Epica Ice Core Segment
An ice core from a depth of 9,104 feet (2,775 meters) collected by EPICA between 2002 and 2004. © Hannes Grobe (AWI) via Wikimedia Commons

Ice cores are simply a unique, direct source of information about the atmosphere at different times in Earth’s history, say Huang Yu and Janani Venkatesh, two PhD students at the University of Cambridge in the UK. blog post. Yu and Venkatesh, who were involved in the analysis of the ice cores from Beyond EPICA, added that in very cold places like Antarctica, snowfall eventually compresses to form ice. This process also traps atmospheric air between the ice crystals in tiny bubbles.
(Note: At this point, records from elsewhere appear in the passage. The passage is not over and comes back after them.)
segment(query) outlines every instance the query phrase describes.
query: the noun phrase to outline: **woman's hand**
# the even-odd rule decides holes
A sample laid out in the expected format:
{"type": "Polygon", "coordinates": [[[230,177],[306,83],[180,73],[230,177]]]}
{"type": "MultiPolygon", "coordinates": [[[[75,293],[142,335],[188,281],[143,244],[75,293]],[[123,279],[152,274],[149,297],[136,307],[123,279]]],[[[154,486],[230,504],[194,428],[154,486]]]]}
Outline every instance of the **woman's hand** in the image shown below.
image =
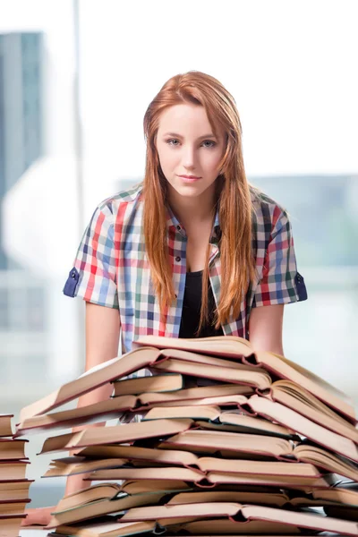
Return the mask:
{"type": "Polygon", "coordinates": [[[249,339],[252,349],[284,356],[283,322],[284,304],[252,308],[249,320],[249,339]]]}
{"type": "Polygon", "coordinates": [[[26,518],[22,518],[21,526],[28,525],[47,525],[52,518],[51,513],[55,511],[55,506],[50,507],[38,507],[37,509],[26,509],[26,518]]]}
Although ice cores are very valuable, collecting or analyzing them is not an easy task. First, researchers in Antarctica had to work for two months in an average temperature of -31 degrees Fahrenheit (-35 degrees Celsius) to drill a mile deep into the thick ice and make sure they were drilling the right layer, according to a statement from the collaboration.

Beyond Epica Processing 2025
Researchers prepare the ice cores into smaller sticks for analysis. © Out of EPICA collaboration

Back in the lab, the researchers melted a stick of ice and separated the specific membrane gas components into instruments for further analysis. Yu and Venkatesh noted that “nothing goes to waste” as everything from particulate dust to melt water is collected to get as much information as possible.

In this sense, from a logistical point of view, the achievements of the project are truly impressive. Now that the drilling is done, scientists will be working hard to extract information hidden deep within the samples.